Mikhail Khorkov

Professor Mikhail Khorkov is a Senior Research Fellow at the Department of History of Western Philosophy, Institute of Philosophy of the Russian Academy of Sciences.

He studied history and philosophy in Moscow and Karlsruhe, and received his Ph.D. at the Institute of Philosophy of the Russian Academy of Sciences in Moscow.

From 1999 to 2013, he was Associate Professor for Ancient and Medieval Philosophy at the Institute of History of Philosophy at the Peoples’ Friendship University of Russia in Moscow; from 2013, he is engaged as Senior Fellow principally in research in the history of medieval philosophy and European philosophy of the 20th century at the Russian Academy of Sciences. From 2016 to 2017, he was COFUND Fellow at the Max Weber Centre for Advanced Cultural and Social Studies at the University of Erfurt, Germany. His projects have been supported many times by such foundations as DAAD, ÖAD, Fritz Thyssen Foundation, Alexander von Humboldt Foundation, German Literary Archives (DLA), Russian Foundation for Humanities. His research work is successfully combined with guest lectures and seminars (at the Universities of Bremen, Erfurt, and Salento, among others) and activities in advisory boards of the International Society for the Study of Medieval Philosophy (SIEPM) and Max Scheler Society (MSG).

Research project: Cusanus in Erfurt

My project attempts to clarify the extraordinary reception of the works of Nicholas of Cusa (1401-1464) in the manuscripts from the Erfurt Charterhouse at the end of the 15th century. The main object of my study must be collected manuscripts Weimar, Herzogin Anna Amalia Bibliothek, Q 50 and Q 51; Eisleben, Turmbibliothek St. Andreas 960; Berlin, SBB-PK, Ms theol. Latin oct. 89; Erfurt, Bistumsarchiv, Hist. 1 and Hist. 6, Wrocław, Biblioteka Uniwersytecka, Cod. IV.F.54. This project is innovative for both research areas (Carthusian studies and Cusanus studies), to which it attaches a new perspective due to the fact that it unites them in one of the key points of their problem fields.

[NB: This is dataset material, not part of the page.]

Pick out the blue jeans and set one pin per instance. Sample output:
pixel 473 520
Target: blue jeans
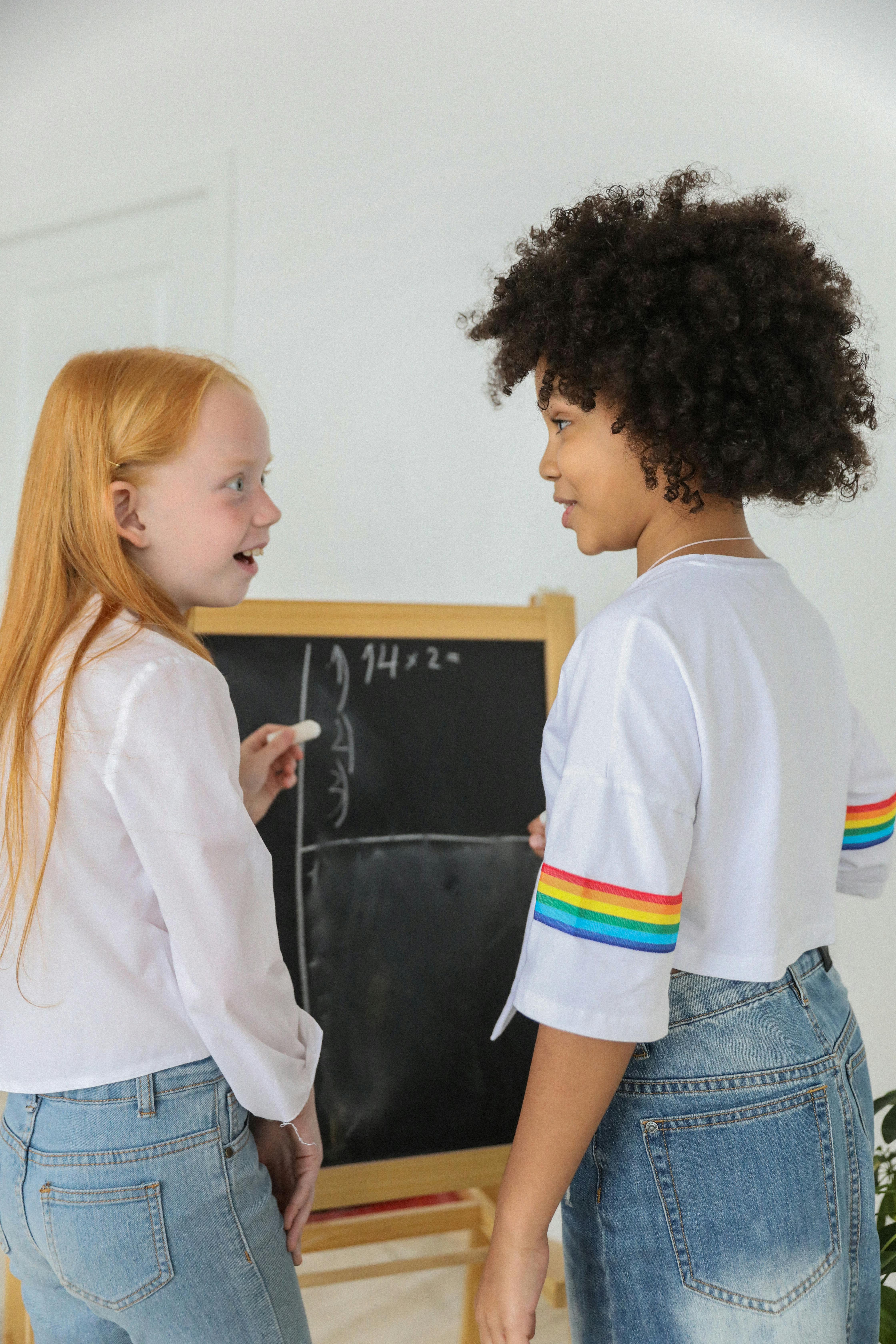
pixel 139 1212
pixel 729 1194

On the basis of my previous studies, the most promising and important is the study of the question of how the context of the practice of Carthusian intellectual meditation could affect the formation of a close connection of the De idiota dialogues of Nicholas of Cusa with his reading of Plato's dialogues during the preparation of his visitation to Erfurt and discussions with the Erfurt Carthusians on the nature of wisdom and mystical theology. Following Jean Gerson (1363-1429), the Erfurt Carthusians of the 15th century (Jacob de Paradiso, John de Indagine) gave an "affective" and "irrationalist" interpretation of the mystical theology of Pseudo-Dionysius the Areopagite. As far as we know, Nicholas of Cusa was very intensely involved in the discussions with Erfurt Carthusians on this topic during his visitation trip in 1451, when he was about two weeks in Erfurt at the end of May and the beginning of June.

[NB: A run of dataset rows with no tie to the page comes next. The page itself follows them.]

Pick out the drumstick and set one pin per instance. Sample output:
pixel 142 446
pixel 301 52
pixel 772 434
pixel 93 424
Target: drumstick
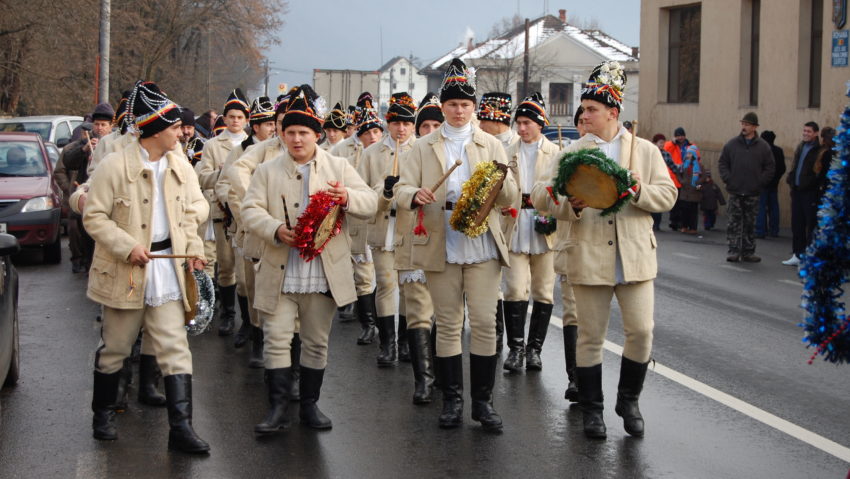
pixel 285 213
pixel 446 175
pixel 395 159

Considering these facts, it is not excluded that the De Idiota dialogues were written in the context of the preparation of Cusanus legation trip to Germany. That is, they could be written in the context of the discussion with the German and especially Erfurt Carthusians about the nature of wisdom. In contrast to the Carthusians, Cusanus used as his main source the dialogues of Plato (in Latin translation), which his opponents could not yet read at that time. His position is not argued more strongly, but it is better reasoned, and, at the end, as the manuscripts show us, the Erfurt Carthusians largely recognized it.